House and Home

It is hard to pinpoint the moment Kevin Titzer’s latest art project truly began. The Evansville native’s series of sculptural houses made of gathered recycled materials technically started in Guadalajara, Mexico.

The previous year, Titzer worked with a theater group, La Tortue Noir, in his current city of Alma in Quebec, Canada, in collaboration with another theater group, Luna Morena, in Guadalajara to build life-size puppets and props. Through that connection, Titzer was invited to travel down to Guadalajara for an art residency during a Day of the Dead festival. He didn’t have enough time to prepare a full body of work. Instead, Titzer had to improvise.

“I just decided to go down with nothing, which was unusual for me,” he says. “I decided, OK I’ll do a little experiment. I’ll go down there and collect materials from the street and see what happens. So that’s what I did, and it went really well.”

The outcome was a house-like structure made from recycled and repurposed materials found throughout Guadalajara. The success of the installation inspired a series of other similar projects — the first in Guadalajara, two in Quebec, and a soon-to-be fourth in Evansville.
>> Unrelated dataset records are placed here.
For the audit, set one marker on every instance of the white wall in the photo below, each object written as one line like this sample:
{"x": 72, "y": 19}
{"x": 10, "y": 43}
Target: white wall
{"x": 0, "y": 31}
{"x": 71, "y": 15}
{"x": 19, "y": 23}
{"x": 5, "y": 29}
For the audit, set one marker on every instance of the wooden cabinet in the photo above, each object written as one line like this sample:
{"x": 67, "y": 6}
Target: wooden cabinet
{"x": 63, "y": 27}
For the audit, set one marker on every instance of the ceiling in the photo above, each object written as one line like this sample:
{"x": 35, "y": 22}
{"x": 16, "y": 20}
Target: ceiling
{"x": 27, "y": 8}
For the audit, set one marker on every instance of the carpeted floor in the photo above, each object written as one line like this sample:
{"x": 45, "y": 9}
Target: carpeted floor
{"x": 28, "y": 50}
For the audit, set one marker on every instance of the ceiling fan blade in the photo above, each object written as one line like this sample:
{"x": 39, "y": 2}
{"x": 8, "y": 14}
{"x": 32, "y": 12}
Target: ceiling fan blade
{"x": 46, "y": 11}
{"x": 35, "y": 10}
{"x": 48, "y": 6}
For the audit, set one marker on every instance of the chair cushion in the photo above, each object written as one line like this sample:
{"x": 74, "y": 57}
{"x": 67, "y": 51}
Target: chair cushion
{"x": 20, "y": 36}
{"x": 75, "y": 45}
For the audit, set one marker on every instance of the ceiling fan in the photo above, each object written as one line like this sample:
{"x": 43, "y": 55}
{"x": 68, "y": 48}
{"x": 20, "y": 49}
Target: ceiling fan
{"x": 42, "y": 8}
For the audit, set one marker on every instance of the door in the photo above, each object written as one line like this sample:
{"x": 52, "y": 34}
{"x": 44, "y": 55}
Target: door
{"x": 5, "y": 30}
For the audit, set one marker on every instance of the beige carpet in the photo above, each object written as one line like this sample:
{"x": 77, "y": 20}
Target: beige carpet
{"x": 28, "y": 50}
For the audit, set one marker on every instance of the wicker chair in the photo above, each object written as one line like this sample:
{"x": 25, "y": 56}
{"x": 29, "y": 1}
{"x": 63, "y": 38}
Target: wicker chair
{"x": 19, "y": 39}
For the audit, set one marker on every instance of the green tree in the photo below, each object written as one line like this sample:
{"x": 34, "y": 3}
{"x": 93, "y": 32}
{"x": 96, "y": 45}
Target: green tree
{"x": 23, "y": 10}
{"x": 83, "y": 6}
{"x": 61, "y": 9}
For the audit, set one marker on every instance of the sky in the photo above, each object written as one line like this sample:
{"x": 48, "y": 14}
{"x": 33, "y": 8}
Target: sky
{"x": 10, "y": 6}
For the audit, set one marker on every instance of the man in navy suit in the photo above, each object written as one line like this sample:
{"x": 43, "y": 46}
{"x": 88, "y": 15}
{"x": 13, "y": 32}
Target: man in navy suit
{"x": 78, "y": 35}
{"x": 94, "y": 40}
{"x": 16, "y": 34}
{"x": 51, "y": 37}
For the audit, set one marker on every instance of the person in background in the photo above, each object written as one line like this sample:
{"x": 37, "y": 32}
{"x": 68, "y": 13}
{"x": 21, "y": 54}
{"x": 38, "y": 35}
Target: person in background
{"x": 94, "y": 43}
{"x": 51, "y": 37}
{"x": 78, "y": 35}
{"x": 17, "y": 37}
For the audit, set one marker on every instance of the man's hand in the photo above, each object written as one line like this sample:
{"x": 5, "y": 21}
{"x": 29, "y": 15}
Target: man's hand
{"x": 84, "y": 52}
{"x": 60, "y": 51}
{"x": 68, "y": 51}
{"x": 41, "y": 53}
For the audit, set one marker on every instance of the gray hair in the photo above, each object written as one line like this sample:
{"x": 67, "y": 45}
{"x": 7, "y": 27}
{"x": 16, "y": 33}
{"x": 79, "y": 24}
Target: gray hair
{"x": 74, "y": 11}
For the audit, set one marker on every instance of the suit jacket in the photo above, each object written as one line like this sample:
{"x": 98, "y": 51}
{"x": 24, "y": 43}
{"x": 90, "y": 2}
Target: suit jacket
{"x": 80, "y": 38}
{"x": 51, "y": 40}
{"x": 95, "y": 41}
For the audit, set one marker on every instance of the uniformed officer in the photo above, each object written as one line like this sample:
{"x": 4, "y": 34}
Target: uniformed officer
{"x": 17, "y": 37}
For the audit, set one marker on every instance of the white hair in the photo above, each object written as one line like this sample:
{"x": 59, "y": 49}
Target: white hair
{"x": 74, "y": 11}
With the next project planned for the University of Southern Indiana on Sept. 17, an argument could be made that the foundation for Titzer’s project truly began during his time as a student at USI.

It is where the Central High School and USI alum first started making his figures, which have continued to appear throughout his career and can be found hidden away throughout the series of houses created in Quebec and Guadalajara.

The figures today are sculptural, though they began more puppet-like during Titzer’s time as a student. This irony is not lost on Titzer — it was the theater puppets and props that led him to the first house in Guadalajara.

“It’s kind of coming full circle,” he says. “Because that’s where I started making the figures in university there.”

After his residency at USI, another project will be installed in Alma during the winter. Next year, the series will take him to Norway, and he hopes to have several more lined out by next year.

How did you start making the figures that have appeared throughout your career?
I can’t seem to get away from my figures. I started making figures honestly out of pure laziness — a lazy student. I had a wood class and a ceramics class, and I had two finals. I thought, “Can I do a project I can submit to both?” So I started making heads out of clay and bodies out of wood, and I killed two birds with one stone and got two grades for one project. I was like, “This is pretty cool. Maybe I’ll explore this a little more.” And I’m still doing them, but they’ve changed quite a bit over the years.

How have they changed?
I hope they have gotten better. When I first started doing them, they were more puppet-like. They have just kind of evolved over the years, where my wood carving skills got better and I started incorporating different materials.

How was the first project received in Guadalajara?
The community reacted in a whole different way because it was materials from their community they recognized, so they had a bigger connection with it. I thought there’s something here.

If I go to different places and different communities and different countries, I’ll never know what I find. Different communities throw away different things and value different things, so it will be a different project every time. And it will be a different design, because I’ll never know what I’ll find.

Will the project at USI be a permanent installation?
None of these are permanent. That’s another big aspect of the project — that it’s temporary. I use recycled materials from the community, and honestly I think it’s from that short experience with the theater. I kind of liked the idea of things being more ephemeral.

Until now, I was making sculpture. Everything has to be crafted very well thinking of the future and how people are going to own this and being very much wrapped up in pride of craftsmanship, which is great. But it also is, after so many years of doing that, refreshing to do something that is designed not to last. I think of it more in a theater context. It is there for a short time and whoever experiences it has it in their minds, then it goes away forever.

With Evansville being your hometown, do you have a preconceived notion of what the project at USI will look like?
Yes and no. The design I have no idea; the design depends on the materials. It’s been a while since I’ve been back, but I kind of have a better idea of where to find stuff. That will make the experience a little bit different, too. That’s kind of the exciting part about when I’m able to go to different cities, because really there are so many unknown variables.

SEPT. 19: Public presentation with Kevin Titzer, Kleymeyer Hall, USI campus, 8600 University Blvd.
SEPT. 25: Artist Roundtable, Willard Library, 21 N. First Ave.
SEPT. 30: Exhibition Opening, Pace Galleries, USI campus.